The happiness in your world is sort of on the surface: lots of small talk, no big questions. Dinner conversation strays to politics pretty often, but you don’t remember the last time you stayed up late talking about philosophy and the meaning of life. You read George Monbiot and you’ve got a handle on global warming, even if you despair of us ever doing anything about it. You may even vote consistently for people that you are pretty sure are never going to have a chance of winning.
But you want more than this.
You want to get out of bed in the morning feeling like you’re really going to make a difference. You want deep connection, conversations that do more than gloss over the surfaces of things. You want to feel like there’s hope, and like you’re doing something to contribute to it.

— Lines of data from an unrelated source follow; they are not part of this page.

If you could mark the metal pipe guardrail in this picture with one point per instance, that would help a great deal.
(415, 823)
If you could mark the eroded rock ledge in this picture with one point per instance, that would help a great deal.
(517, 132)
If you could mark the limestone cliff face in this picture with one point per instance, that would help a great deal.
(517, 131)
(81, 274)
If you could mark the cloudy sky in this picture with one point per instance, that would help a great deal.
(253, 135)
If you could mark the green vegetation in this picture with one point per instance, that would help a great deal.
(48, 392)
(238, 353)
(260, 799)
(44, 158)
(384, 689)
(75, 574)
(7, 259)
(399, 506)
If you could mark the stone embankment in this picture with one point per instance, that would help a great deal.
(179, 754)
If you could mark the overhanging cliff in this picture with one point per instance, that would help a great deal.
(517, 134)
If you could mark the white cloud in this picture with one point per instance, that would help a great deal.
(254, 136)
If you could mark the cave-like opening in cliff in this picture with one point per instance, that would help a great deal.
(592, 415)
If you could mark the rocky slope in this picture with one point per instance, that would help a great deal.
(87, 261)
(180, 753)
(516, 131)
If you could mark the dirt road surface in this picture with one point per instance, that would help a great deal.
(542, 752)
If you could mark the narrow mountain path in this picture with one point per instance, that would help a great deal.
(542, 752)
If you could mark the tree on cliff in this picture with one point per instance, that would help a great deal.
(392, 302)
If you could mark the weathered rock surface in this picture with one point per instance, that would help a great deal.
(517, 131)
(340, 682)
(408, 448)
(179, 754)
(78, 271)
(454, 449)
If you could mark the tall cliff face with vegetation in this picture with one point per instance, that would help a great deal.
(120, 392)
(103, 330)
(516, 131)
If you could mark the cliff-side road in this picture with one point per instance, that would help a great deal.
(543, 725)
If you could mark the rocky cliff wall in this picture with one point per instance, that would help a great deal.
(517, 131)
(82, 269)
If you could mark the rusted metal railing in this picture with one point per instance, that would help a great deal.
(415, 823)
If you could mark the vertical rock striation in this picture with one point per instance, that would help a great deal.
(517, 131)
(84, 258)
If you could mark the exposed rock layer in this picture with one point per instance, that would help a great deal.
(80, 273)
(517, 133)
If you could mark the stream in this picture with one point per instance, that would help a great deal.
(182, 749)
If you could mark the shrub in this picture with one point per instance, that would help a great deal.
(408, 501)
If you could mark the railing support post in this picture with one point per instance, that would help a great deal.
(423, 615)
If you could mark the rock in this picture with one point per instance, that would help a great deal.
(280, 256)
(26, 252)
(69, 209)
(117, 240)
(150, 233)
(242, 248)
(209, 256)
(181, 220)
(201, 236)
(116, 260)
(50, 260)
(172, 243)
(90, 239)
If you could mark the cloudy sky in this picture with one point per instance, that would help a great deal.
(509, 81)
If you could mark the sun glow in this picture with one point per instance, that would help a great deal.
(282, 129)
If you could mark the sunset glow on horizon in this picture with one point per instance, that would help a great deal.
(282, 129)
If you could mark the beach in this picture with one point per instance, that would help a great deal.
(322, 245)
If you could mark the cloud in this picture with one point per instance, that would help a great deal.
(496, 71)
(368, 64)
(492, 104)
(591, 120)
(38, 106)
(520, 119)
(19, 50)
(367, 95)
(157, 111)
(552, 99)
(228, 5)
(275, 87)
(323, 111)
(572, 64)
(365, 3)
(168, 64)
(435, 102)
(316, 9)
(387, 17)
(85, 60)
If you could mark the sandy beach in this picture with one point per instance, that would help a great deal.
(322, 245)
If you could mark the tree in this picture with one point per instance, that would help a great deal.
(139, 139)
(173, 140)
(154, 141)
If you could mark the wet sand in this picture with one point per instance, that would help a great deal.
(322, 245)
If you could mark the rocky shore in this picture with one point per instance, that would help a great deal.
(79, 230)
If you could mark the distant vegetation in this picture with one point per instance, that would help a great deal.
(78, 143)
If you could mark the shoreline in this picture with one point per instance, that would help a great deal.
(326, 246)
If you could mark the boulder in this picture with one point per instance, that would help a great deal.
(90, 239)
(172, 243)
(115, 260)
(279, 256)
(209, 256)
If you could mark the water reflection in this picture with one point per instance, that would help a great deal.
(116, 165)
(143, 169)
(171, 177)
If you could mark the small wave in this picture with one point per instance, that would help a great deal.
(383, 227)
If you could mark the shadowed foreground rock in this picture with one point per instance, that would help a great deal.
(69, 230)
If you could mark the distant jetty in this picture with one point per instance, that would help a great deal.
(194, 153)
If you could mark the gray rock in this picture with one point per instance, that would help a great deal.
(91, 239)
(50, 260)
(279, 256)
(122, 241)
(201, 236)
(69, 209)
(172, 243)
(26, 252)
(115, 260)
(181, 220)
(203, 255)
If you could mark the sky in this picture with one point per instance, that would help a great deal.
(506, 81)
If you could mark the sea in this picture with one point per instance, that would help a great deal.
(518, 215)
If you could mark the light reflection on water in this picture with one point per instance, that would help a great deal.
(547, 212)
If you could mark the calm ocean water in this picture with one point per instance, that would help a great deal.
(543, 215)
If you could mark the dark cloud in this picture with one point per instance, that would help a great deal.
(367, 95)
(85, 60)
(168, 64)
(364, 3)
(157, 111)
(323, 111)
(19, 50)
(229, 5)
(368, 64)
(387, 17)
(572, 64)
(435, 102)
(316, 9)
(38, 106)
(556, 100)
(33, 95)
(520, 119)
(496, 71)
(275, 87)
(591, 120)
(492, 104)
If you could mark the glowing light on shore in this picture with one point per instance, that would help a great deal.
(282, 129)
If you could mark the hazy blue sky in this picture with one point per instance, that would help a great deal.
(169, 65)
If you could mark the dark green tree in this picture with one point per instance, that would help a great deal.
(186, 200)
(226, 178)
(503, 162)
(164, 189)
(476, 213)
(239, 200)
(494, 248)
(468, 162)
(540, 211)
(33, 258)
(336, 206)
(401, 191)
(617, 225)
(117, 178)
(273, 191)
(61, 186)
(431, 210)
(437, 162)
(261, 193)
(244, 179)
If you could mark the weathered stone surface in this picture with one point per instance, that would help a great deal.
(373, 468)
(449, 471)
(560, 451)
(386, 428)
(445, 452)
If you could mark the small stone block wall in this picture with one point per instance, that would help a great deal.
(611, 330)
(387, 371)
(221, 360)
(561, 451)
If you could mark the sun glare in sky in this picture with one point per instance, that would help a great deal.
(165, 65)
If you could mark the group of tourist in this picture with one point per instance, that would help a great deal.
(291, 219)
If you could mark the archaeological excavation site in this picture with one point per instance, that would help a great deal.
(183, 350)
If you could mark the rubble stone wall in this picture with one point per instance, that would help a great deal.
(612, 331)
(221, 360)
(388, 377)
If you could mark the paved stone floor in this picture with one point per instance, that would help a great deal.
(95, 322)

But your education is standing in the way. You’ve spent so much time studying structures and how they work that you’re pretty sure you don’t know how to attack them. You become paralyzed by the number of causes that your friends support, and you want to make sure that your efforts are targeted in the best direction, but sometimes that means you do nothing.
You might even find yourself playing video games to get away from the guilt.
No matter how tempting it may be, do not succumb to, “Is that all there is?”
The question you need to face now is, “What else is there?”